Two, the point was that Atlanta has a helluva lot more people than Athens, and so comparing the two doesn't make sense. Even under your idiotic assessment, Atlanta proper has well over 400k people. That's more than Miami, which I'm sure you would agree with me is a city, not a town. That's also more than Cleveland, Minneapolis, New Orleans, Tampa, Oakland, St. Louis, and Pittsburgh. Again, all cities, not towns. Yet somehow, in your fantasy world, Atlanta (and its 400k+ people) are comparable to Athens. In fact, if you took every ass backward person in Clarke county and counted them, you wouldn't get much over 1/4 of that number and that's including the whole öööö county, not just "Athens proper." Tying it into the discussion, that Atlanta has so many people and is so much larger than Athens makes it significantly more difficult (especially in light of how Atlanta developed) to have one centralized set of bars and restaurants.

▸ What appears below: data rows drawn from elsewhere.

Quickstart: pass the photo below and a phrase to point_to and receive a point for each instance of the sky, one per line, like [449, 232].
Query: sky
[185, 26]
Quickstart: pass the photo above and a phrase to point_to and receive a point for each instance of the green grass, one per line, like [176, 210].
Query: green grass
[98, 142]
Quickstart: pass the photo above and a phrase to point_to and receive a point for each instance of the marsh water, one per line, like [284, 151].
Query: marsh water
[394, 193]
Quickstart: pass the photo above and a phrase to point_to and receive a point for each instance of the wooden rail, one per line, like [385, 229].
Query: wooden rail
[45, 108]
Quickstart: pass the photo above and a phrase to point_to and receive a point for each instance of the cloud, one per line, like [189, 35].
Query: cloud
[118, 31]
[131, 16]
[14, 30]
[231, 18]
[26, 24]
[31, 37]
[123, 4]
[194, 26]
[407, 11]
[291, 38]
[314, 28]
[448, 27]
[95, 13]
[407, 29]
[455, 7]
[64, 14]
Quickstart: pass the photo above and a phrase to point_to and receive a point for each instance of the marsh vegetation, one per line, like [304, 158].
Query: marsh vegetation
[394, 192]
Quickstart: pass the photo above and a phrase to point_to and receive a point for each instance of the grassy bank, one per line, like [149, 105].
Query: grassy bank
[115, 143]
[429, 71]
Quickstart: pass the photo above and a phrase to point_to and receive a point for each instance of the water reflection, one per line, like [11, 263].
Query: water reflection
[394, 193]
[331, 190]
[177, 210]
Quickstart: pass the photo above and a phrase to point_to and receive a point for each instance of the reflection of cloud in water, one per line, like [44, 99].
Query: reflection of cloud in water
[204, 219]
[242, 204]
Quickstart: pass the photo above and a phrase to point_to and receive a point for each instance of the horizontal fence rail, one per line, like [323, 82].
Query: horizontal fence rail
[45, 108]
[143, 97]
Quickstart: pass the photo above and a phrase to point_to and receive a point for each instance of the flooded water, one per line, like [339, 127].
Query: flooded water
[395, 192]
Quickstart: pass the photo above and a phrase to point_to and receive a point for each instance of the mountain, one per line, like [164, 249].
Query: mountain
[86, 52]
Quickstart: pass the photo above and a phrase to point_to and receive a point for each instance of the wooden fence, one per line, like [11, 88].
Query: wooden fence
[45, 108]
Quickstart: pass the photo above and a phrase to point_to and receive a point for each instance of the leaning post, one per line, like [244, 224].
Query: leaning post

There are not many places bigger than Atlanta that have "one" spot like what people are saying. Maybe San Antonio, but I haven't been there. Other than that, if you are just talking about the population of city proper, it's Memphis or Las Vegas, and maybe Nashville.
The second problem with your logic is that, according to you, the millions of people that live in surrounding areas - like Sandy Springs, Marietta, Dunwoody, Decatur, etc. - simple don't count. They don't come to Atlanta ever under your analysis. You could be like my mom, who lives a mile inside the perimeter in Sandy Springs, and yet not count when assessing the size of the city. That makes no sense in this context.
If anything, it supports what I've been saying the whole time that, because Atlanta is so big, you are going to find a lot of good eating and drinking options but they just aren't centralized. Because the actual "city" isn't as populated as the immediate surrounding areas, it makes sense that there are good options going from Midtown and sprawling to the North and the East. If you had thought more about what you were saying in the context of this discussion, rather than trying to quibble for the sake of being cute, you might have realized that.
EDIT: And you may as well be asking a visitor what is the better college town - Athens or Atlanta. If your question is, what is the best place to drink really cheap beer and oogle sorority girls, it's clearly athens. If your question is which place has better food and drinking options, its clearly Atlanta (unless, again, you are mostly interested in lower priced options). I'm not saying Athens doesn't have good upper scale options, but that's not the focus of the Athens market and the number of places and selection isn't near what you would find in Atlanta, which makes sense for most people.